Python for Data Analysis
452 Seiten

A book about data analysis with Python using the popular Pandas library (de-facto standard for data wrangling), written by the creator of Pandas himself. Or as I like to call it: The Pandas Book.

First of, don't get me wrong: The 3-star rating doesn't mean this is not a good book. It just wasn't written in a style that I would have personally preferred.

Pros:

  • Very extensive coverage of (almost) the complete Pandas API. I feel like I have seen (and tried) all major Pandas features now.
  • Many code examples to see features in action.
  • Excellent last chapter where the author goes through real-world data sets and shows how to explore and analyse data using Pandas features.

Cons:

  • Large majority of examples using dummy data (foo and bar and random numbers).

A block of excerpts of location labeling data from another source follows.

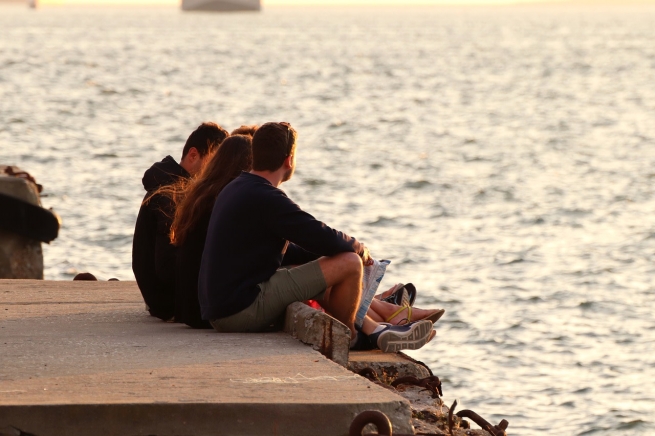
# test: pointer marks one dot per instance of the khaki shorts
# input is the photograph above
(266, 313)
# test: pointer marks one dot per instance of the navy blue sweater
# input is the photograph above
(254, 229)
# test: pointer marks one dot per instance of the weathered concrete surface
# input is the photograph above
(388, 366)
(20, 257)
(81, 358)
(318, 329)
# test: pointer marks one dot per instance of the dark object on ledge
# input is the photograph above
(24, 224)
(28, 220)
(494, 430)
(86, 276)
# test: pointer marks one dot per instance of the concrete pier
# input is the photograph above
(80, 358)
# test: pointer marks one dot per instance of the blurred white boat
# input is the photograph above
(221, 5)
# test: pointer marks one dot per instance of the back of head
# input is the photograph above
(233, 156)
(271, 145)
(205, 138)
(245, 130)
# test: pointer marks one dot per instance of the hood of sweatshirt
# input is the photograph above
(163, 173)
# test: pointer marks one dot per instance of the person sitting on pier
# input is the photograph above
(153, 256)
(193, 202)
(255, 230)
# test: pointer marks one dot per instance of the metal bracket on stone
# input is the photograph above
(325, 334)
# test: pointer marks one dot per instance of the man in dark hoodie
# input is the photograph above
(153, 257)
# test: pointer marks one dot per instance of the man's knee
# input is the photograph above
(338, 267)
(350, 262)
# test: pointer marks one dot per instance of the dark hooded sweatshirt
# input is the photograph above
(254, 229)
(153, 257)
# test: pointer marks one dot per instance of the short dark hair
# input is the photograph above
(245, 130)
(271, 144)
(205, 138)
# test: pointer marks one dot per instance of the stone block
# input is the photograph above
(20, 257)
(388, 366)
(325, 334)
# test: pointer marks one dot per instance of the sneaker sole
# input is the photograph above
(436, 316)
(418, 335)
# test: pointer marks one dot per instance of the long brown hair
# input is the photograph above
(195, 199)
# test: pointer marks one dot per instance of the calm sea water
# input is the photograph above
(503, 159)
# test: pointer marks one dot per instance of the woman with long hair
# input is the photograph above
(194, 201)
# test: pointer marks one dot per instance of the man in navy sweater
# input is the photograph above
(263, 253)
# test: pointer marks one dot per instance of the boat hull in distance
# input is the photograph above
(221, 5)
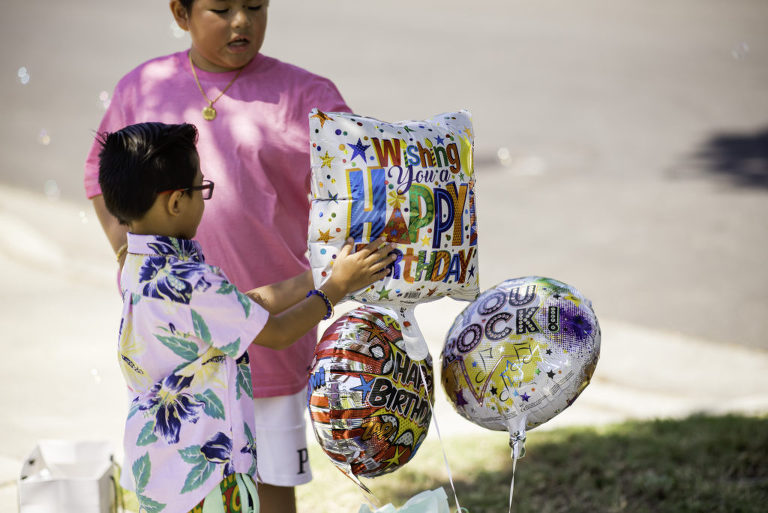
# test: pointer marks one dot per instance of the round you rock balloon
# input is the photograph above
(414, 183)
(520, 354)
(368, 403)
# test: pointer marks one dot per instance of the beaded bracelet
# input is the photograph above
(328, 304)
(121, 251)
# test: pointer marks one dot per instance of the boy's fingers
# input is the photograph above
(346, 249)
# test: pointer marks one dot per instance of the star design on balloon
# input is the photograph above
(358, 149)
(325, 236)
(323, 117)
(327, 159)
(394, 460)
(375, 332)
(396, 199)
(364, 386)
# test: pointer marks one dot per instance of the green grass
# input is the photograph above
(698, 464)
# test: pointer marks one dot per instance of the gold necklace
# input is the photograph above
(209, 113)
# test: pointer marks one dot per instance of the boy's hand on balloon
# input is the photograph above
(354, 270)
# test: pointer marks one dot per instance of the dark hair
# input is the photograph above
(140, 160)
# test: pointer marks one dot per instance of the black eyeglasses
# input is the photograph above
(207, 189)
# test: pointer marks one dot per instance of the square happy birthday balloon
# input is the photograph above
(412, 181)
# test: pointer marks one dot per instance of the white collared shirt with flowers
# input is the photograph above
(182, 350)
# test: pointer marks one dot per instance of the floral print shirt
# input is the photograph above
(182, 350)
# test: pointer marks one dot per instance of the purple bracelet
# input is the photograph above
(328, 304)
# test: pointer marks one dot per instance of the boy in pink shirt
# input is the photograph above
(256, 149)
(185, 329)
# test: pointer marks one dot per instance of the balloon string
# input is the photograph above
(459, 509)
(368, 495)
(515, 453)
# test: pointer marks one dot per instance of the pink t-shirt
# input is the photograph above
(257, 153)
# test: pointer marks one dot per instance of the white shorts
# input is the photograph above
(281, 441)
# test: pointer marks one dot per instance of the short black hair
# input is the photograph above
(138, 161)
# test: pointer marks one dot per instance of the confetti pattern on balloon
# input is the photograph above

While this shows the technical interface, it didn't help me grasp the application potential in many cases.
  • The structure made the book feel like official API documentation extended with a bit of prose. To be fair, the author made that clear in the preface, but the book had promised me a "hands-on guide (...) packed with practical case studies", and I only found that to be true in the last chapter.

What helped me was having a group of friends to discuss the book. We read one chapter a week and shared our notebooks of playing around with Pandas and our own data sets. While I personally prefer a slightly different style of coding books, studying this one has helped tremendously in becoming more familiar and confident in using Pandas for my data science projects.